New Jersey has a new law to require manufactures to recycle more of their electronics — an endeavor that had previously stalled because it had failed to keep up with all the new products that made such an effort difficult. The bill, signed yesterday, tells electronic makers that they must bear the cost and the responsibility of recycling electronic waste.

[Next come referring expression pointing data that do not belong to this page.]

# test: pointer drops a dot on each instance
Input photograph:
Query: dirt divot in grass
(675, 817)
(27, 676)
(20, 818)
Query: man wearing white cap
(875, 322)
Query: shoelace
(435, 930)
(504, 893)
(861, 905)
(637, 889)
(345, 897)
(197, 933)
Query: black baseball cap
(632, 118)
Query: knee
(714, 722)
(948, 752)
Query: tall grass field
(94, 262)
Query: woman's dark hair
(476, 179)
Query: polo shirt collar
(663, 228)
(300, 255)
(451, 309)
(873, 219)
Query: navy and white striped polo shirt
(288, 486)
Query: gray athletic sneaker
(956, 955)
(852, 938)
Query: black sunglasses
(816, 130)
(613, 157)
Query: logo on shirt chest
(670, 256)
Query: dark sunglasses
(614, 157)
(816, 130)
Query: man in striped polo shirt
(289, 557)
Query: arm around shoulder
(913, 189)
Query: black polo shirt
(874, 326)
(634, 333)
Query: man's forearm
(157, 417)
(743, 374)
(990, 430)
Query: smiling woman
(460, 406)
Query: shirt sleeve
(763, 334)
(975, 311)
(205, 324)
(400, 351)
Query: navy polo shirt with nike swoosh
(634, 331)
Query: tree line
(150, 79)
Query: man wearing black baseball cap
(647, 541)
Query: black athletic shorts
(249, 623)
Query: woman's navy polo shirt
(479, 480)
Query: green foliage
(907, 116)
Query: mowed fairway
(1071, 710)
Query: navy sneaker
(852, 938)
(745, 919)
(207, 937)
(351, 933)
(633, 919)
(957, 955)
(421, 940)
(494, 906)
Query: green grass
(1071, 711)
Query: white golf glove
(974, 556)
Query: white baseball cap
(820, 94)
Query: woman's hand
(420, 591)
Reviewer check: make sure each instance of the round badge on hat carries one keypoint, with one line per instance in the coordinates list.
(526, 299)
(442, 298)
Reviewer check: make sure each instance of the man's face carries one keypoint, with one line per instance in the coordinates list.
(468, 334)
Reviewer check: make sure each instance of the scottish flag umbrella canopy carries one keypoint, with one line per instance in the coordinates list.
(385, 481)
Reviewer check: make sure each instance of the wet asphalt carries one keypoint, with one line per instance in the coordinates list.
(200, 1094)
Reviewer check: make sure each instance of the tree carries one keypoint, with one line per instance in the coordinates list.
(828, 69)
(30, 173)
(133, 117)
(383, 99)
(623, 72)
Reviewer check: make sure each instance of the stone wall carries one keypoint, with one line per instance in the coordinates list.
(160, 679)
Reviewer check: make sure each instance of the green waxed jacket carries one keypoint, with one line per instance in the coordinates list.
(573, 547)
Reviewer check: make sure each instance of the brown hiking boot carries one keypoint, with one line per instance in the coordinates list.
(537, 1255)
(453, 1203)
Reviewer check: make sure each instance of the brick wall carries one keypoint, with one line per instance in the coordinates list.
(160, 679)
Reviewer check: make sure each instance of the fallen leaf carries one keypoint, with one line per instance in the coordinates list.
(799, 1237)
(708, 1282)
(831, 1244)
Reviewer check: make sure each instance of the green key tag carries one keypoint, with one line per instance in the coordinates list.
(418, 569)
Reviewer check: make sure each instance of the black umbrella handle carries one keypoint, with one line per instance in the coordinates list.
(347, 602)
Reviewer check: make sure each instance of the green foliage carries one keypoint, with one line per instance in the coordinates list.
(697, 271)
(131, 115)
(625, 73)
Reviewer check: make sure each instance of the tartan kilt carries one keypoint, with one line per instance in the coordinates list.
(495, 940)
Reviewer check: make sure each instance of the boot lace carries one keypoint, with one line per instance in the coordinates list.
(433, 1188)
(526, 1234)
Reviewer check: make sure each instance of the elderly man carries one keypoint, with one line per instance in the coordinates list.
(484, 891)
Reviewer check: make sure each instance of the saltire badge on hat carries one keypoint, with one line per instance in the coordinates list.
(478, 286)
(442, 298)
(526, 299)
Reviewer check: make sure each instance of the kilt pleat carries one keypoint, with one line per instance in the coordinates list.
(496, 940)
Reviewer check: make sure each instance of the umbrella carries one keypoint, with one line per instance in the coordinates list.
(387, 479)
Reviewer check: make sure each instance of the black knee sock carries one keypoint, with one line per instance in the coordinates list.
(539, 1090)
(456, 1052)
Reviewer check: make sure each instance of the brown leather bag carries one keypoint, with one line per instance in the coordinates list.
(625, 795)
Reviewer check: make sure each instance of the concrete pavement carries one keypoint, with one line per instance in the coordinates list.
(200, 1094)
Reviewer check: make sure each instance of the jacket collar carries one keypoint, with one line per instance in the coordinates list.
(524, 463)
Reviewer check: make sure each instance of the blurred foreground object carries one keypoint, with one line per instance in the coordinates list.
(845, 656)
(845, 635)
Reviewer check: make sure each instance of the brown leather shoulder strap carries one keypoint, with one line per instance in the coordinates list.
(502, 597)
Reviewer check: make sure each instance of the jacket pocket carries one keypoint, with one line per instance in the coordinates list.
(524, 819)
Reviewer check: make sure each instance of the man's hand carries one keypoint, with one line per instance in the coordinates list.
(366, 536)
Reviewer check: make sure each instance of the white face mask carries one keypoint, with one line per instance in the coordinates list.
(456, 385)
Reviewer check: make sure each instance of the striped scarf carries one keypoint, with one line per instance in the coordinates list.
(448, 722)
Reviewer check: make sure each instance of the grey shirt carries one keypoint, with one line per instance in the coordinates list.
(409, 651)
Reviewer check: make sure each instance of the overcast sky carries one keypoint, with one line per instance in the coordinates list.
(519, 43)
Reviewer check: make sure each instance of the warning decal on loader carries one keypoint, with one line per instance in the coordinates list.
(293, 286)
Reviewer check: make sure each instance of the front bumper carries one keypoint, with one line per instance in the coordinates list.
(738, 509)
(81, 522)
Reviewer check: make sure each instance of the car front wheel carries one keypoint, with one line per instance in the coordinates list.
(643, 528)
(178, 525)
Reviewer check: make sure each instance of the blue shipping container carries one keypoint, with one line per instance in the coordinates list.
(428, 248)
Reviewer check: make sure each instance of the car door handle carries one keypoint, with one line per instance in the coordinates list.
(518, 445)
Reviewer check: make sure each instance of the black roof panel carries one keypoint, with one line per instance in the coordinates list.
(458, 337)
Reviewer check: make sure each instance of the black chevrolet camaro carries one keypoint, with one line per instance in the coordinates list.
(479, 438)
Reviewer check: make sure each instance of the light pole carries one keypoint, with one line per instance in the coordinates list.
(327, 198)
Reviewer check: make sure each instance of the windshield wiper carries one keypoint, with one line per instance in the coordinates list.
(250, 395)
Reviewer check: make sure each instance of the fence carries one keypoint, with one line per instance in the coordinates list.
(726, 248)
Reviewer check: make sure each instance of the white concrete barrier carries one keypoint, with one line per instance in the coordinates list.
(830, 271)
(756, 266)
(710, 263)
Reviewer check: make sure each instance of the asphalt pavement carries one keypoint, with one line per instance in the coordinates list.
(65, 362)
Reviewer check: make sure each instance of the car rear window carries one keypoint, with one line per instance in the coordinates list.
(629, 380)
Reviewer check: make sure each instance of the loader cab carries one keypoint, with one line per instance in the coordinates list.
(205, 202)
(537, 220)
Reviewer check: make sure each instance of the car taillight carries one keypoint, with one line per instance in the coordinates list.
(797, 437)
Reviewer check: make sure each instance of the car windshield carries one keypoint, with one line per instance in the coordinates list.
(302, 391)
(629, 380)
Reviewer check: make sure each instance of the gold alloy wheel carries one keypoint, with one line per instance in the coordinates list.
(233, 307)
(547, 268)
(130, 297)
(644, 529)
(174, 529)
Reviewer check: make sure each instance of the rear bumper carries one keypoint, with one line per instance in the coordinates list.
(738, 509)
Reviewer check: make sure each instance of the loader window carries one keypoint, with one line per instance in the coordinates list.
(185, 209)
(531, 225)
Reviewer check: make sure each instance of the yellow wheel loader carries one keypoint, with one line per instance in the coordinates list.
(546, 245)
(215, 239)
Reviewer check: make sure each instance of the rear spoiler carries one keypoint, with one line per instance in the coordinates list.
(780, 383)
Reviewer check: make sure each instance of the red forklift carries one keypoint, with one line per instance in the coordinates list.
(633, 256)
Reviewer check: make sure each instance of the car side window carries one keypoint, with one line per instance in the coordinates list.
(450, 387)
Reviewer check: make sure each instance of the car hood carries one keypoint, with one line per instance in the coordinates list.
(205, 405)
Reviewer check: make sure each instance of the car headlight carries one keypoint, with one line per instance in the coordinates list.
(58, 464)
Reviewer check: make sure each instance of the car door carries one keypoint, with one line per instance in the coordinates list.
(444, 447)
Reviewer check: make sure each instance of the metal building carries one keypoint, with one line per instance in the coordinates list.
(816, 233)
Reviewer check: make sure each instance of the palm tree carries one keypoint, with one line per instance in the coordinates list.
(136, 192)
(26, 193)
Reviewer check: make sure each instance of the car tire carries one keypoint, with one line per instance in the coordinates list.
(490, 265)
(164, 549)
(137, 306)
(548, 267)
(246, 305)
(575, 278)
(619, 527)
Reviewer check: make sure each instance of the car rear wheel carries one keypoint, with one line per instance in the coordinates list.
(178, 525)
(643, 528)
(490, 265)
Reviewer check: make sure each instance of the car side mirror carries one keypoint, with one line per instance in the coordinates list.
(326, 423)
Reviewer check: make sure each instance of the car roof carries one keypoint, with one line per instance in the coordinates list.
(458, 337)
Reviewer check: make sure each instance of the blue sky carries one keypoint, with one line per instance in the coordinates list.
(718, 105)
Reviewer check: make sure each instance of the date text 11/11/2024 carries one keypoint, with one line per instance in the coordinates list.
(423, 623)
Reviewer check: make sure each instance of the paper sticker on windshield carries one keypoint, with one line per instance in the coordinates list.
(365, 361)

According to New Jersey Spotlight, the effort has languished since 2008 when the program began. What’s happened is that the market for electronic waste declined, which meant that manufacturers cut back on pick ups. As a result, the localities picked up the cost of that recycling program.
“Current law requires the recycling of e-waste, but manufacturers, in recent years, have been dodging their responsibility to work with municipalities and counties to get the job done,’’ said Dominick D’Altilio, president of the Association of New Jersey Recyclers, which lobbied for the changes, in the NJ Spotlight story.
“This law clarifies the manufacturers’ obligation and gives the state Department of Environmental Protection new power to act should the product makers drop the ball,’’ the story quotes him as saying.
Electronic waste, such as old computers, is a growing part of the waste stream that not just New Jersey is trying to tackle but also other states. The goal is to keep toxic materials such as lead and cadmium from getting into soil via the landfills.
If the materials can be recycled, it would help accomplish that goal. Recycled materials use less energy, emphasize supporters of the measure, which prevents greenhouse gas emissions as well.